So I’m considering, should I reimplement all of this in the form of a table? It won’t be cleaner if I do it that way, it’ll actually be uglier, IMO, so I’d only do it if there is significant memory savings. Also if there’s any other more efficient way to do this kind of thing, I’d love to know (P.S. this isn’t the real data, I’ve used placeholder values)…

[code]A widget is a kind of value. The widgets are blue, orange, red, yellow, green, blue, violet, white, black.

A widget has some text called the introduction.
A widget has a list of widgets called the connected widgets.
A widget has a list of texts called the passwords.
A widget has a list of texts called the operations.
A widget has a list of objects called the connected objects.[/code]
Each of the above lists would contain no more than two or three items, and yet just 21 of these ‘widgets’ have managed to send my MAX_STATIC_DATA into an apparent stratosphere. Which worries me because what I will really need in the end is more like 100 of them. Is this just the cost of doing business? I could live with it and just resign myself to glulx and give up any chance of a standard z8, but I get the feeling I am missing something more efficient.


I’m no expert on I7 memory management, but I think tables are one of the most efficient ways of storing data in I7. Plus, they’re static. Lists are not.

But maybe relations would be a reasonable compromise? I don’t know if ordering is important, but if it’s not, or even if it is but the order happens to be the builtin order of the values in question, then you could try it.

Hm, so are lists memory-hoggy? My IF-Demo busted right through the z-machine limits with eight objects, each associated with one table with between four and ten rows – but each row has a list with between two and five elements. [Besides this, there’s pretty much the bare minimum – a starting location and a yourself object, both completely nominal.]

Given that the lists are static but I need to access them randomly, is there a more efficient way to do it? It seems like the most ideal thing would be some kind of table within a table, but the only way I can think of to do that is to replace every list entry with a pointer to a new table, and the prospect of coding 62 more tables makes me want to curl up into a ball.

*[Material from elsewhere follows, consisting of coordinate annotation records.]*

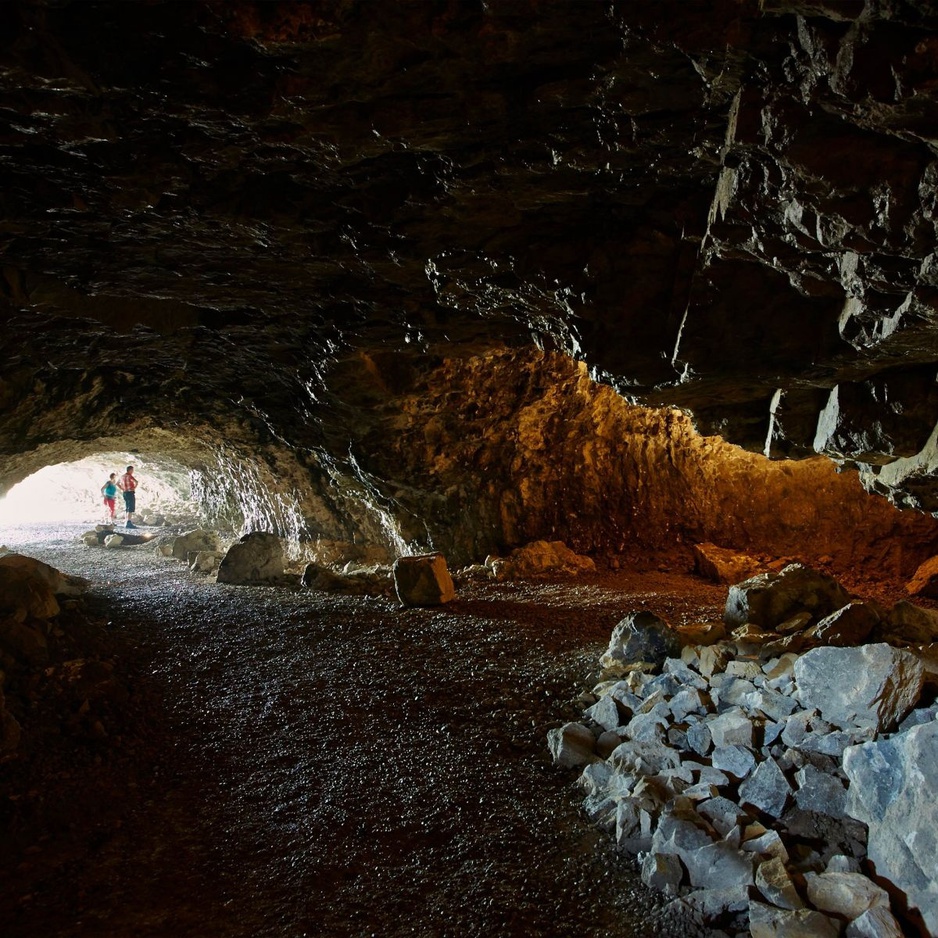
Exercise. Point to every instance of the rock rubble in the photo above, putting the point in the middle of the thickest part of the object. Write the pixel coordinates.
(775, 780)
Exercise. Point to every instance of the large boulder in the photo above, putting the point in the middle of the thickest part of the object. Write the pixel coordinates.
(871, 686)
(542, 557)
(61, 584)
(256, 558)
(769, 599)
(641, 636)
(375, 582)
(894, 790)
(722, 565)
(423, 580)
(194, 541)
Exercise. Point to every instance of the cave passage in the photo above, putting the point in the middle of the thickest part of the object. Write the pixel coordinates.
(290, 763)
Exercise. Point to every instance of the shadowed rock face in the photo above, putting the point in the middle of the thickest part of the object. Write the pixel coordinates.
(351, 244)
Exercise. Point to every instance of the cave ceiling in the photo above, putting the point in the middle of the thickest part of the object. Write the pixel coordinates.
(236, 208)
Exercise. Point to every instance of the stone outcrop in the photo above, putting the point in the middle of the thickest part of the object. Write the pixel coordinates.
(423, 580)
(197, 540)
(769, 793)
(361, 582)
(540, 557)
(256, 558)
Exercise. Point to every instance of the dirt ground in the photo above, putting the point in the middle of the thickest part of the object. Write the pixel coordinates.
(250, 761)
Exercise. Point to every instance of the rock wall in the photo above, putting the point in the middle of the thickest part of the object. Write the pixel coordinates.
(489, 452)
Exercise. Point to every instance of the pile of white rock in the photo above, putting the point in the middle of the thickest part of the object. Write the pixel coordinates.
(771, 792)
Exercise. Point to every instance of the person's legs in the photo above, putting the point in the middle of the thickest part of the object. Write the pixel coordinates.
(130, 506)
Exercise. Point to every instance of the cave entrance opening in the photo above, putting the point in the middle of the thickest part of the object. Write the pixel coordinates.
(70, 492)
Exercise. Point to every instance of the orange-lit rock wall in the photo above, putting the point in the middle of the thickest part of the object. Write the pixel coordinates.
(492, 452)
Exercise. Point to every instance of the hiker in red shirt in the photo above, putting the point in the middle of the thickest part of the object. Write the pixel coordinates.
(127, 484)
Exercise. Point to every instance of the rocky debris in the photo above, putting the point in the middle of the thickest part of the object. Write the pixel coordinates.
(376, 581)
(743, 779)
(722, 565)
(423, 580)
(37, 634)
(871, 686)
(924, 581)
(24, 597)
(540, 557)
(256, 558)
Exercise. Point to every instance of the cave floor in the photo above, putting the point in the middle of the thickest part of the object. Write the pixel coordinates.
(290, 763)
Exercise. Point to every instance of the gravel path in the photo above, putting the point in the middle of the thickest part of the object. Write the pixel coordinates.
(306, 764)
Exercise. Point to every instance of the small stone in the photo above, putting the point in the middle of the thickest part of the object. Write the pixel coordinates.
(699, 738)
(571, 745)
(845, 894)
(713, 659)
(606, 743)
(736, 760)
(766, 921)
(732, 728)
(776, 886)
(690, 700)
(422, 580)
(718, 866)
(766, 789)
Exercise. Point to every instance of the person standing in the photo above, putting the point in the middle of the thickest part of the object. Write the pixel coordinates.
(109, 491)
(128, 485)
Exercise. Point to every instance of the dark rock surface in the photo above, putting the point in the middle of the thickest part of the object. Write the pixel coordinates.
(282, 230)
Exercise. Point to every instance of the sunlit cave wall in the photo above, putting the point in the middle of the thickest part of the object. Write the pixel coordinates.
(481, 454)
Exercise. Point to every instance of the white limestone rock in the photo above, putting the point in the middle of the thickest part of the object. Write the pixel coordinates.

I just assumed the memory requirements were set for a fairly normal-low level; someone who isn’t tracking variables across most objects, or having very many things going on simultaneously. Full disclosure: I use both tables and lists, and there’s some borderline cases, but mostly I’m glad to have access to both. It would make me very sad to recode tables to lists or vice versa.

Table access is pretty fast. Can you make a big table that has a two-column key?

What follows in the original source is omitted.